Яркие лохмотья замелькали, чередой скрываясь в дверном проёме. Стражник, ухмыляясь, провожал глазами отправляемых на казнь, иногда игриво похлопывая их по попкам. Те в ответ вяло огрызались.

Ламисса поднялась было с соломы и сделала несколько шагов к двери.

— Не спеши! Успеешь повисеть ещё! — остановил её жестом стражник.

Ламисса стала беспокойно ходить взад-вперёд у дальней стенки, и только когда дверь за стражником закрылась, она снова присела рядом с подругой.

За окном уже стоял день. Небо, хорошо видимое сквозь узкое окошко, давно стряхнуло с себя остатки утренней бледности и набрало обычный густо-синий цвет яркого солнечного полдня. На беспорядочно разбросанной по полу соломе, где только что располагалась пёстрая и неугомонная компания проституток, резвились слепящие солнечные зайчики. Стало неожиданно тихо, и шорох соломы, сопровождавший каждое движение, не столько нарушал, сколько подчёркивал эту вязкую сдавливающую тишину. Ламисса снова прошлась от стенки к стенке.

— Сядь, не мельтеши, — вяло сказала Гембра, — Висеть так висеть — чего зря дёргаться?

— Слушай, а это вообще как… ну, очень больно, а?

— Говорят, не очень… Дрыг-дрыг ножками — и привет. Ну, и рожа конечно, дурацкая, когда висишь, — спокойно ответила Гембра, пытаясь немного привести в порядок свои свалявшиеся смоляные локоны.

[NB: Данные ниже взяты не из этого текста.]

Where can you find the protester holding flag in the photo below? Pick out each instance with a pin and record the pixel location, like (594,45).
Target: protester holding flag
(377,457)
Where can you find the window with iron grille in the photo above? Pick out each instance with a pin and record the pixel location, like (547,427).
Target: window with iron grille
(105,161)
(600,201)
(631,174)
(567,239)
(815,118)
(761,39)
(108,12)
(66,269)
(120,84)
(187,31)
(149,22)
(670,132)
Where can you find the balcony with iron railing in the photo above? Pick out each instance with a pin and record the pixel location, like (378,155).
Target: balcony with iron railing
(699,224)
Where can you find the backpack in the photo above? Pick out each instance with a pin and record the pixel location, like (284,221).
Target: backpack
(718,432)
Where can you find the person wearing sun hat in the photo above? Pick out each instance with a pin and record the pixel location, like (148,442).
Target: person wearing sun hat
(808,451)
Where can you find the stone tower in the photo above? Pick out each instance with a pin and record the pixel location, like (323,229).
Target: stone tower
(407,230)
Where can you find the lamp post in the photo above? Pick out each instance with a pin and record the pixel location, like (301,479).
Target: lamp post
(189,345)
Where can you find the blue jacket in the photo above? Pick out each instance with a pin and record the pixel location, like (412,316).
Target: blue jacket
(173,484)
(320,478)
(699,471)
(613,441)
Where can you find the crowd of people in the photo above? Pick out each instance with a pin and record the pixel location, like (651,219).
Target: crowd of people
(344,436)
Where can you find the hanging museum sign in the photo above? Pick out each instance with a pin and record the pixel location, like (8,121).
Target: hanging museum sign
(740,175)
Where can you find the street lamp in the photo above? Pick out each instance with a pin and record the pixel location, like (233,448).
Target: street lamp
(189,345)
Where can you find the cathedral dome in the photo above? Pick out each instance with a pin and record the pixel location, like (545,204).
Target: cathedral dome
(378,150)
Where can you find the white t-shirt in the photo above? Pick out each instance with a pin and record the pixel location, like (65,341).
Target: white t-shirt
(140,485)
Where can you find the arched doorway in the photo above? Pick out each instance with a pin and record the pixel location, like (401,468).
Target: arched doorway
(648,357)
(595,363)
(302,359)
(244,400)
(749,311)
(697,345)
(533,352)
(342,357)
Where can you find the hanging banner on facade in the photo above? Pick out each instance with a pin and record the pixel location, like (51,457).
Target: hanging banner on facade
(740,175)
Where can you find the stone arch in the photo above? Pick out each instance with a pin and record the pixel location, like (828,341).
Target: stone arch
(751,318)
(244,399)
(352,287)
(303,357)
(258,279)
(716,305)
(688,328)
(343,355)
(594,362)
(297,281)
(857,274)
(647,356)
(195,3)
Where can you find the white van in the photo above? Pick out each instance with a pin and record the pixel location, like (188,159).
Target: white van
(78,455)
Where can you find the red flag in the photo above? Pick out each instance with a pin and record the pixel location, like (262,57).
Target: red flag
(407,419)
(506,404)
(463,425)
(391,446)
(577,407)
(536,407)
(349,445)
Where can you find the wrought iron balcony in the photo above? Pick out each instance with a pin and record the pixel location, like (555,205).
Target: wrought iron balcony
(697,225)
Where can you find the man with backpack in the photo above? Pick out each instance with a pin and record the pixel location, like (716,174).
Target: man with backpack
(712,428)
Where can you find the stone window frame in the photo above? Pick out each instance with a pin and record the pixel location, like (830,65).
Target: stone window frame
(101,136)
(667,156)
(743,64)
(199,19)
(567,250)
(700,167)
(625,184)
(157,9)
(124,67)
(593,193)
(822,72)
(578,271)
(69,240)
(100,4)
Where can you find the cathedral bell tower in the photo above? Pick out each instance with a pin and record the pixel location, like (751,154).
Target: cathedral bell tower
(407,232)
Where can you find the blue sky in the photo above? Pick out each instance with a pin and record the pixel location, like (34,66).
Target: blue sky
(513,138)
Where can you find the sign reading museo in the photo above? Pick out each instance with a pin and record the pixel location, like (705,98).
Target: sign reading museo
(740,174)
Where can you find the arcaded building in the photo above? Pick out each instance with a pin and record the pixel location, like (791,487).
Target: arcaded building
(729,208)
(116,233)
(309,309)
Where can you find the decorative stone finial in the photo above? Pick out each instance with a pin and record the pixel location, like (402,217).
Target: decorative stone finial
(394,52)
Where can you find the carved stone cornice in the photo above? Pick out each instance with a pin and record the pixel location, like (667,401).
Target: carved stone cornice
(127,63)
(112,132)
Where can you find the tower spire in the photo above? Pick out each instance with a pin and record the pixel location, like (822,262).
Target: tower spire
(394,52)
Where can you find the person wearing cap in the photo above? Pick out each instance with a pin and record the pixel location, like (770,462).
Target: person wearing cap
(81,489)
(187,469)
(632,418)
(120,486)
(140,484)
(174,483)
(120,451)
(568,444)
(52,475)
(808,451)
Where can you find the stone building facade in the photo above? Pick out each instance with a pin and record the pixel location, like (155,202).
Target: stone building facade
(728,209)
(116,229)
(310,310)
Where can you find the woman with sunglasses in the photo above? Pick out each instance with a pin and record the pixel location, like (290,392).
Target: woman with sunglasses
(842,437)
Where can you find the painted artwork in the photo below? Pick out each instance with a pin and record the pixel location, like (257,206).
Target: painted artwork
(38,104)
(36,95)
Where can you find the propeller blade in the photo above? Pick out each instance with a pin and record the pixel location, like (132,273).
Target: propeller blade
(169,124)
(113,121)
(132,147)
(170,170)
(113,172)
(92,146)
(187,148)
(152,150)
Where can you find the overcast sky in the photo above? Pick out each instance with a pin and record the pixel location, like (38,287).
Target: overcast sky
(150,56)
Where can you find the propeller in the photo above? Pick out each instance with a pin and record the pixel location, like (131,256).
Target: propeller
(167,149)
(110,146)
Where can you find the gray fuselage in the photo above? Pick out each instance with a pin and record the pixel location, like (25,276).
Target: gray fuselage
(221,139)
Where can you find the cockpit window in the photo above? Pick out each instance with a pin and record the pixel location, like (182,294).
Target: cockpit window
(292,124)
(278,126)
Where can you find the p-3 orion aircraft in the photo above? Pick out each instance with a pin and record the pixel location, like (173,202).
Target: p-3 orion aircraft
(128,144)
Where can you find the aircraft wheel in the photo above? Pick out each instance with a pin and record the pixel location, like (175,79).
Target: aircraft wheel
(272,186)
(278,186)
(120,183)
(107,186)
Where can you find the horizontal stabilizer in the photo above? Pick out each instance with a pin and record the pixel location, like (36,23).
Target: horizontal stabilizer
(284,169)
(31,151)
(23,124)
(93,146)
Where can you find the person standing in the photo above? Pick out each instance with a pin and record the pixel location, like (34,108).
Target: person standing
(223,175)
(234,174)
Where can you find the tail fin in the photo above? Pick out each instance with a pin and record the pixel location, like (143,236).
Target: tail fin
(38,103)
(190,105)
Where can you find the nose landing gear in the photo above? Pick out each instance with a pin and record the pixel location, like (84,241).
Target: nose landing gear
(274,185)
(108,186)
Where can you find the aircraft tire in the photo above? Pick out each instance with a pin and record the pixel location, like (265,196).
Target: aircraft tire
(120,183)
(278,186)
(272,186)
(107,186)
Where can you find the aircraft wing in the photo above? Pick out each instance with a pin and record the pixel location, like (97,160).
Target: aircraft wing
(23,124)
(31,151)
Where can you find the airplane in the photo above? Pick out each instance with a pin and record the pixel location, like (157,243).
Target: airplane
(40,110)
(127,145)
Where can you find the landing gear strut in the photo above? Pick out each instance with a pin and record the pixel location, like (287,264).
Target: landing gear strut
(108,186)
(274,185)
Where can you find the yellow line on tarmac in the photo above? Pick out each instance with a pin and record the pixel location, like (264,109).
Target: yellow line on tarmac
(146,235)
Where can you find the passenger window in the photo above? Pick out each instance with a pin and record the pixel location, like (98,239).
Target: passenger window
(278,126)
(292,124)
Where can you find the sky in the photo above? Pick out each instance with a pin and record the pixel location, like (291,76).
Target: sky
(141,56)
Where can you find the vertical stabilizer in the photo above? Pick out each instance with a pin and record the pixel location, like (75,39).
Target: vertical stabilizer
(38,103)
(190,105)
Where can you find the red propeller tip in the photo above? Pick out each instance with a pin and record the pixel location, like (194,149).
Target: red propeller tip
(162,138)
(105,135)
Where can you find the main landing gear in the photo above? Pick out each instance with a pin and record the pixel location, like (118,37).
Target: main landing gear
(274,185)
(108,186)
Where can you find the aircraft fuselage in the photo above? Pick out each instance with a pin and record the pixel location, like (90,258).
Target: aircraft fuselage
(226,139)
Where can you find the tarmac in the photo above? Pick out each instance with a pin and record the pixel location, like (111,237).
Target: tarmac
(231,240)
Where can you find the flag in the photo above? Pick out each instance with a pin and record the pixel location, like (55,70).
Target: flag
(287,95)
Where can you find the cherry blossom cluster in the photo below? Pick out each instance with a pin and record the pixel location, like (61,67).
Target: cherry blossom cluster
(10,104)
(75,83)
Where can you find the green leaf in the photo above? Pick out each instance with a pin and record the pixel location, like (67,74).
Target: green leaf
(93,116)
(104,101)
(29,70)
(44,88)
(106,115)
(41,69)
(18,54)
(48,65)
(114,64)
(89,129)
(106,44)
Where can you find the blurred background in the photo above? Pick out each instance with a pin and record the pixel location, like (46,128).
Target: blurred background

— Ну, это кому как повезёт, — продолжала она, видя, что столь лапидарный ответ не слишком удовлетворил подругу, — иногда бывает совсем быстро — сама видела. Это если что-то там ломается. Если узел слева сбоку — тоже вроде быстро, а почему — не знаю. А то, бывает, не повезёт и дрыгайся, пока не задохнёшься.

— Хоть бы сразу… — вздохнула Ламисса, судорожно сглотнув.

— Вот и я говорю. — Гембра прыжком вскочила с соломы и, став на цыпочки, подтянулась к окошку.

— Видно там что-нибудь?

— Не-а. Стенка.

— Никогда не думала, что всё вот так кончится. Раз — и всё. Все будут дальше жить, а я нет. Всё это останется — и эта солома, и эта стенка за окном, и весь этот город и люди, а меня не будет.

— И их время придёт, — философически заметила Гембра, не поворачивая головы от окна, — только попозже. Какая разница.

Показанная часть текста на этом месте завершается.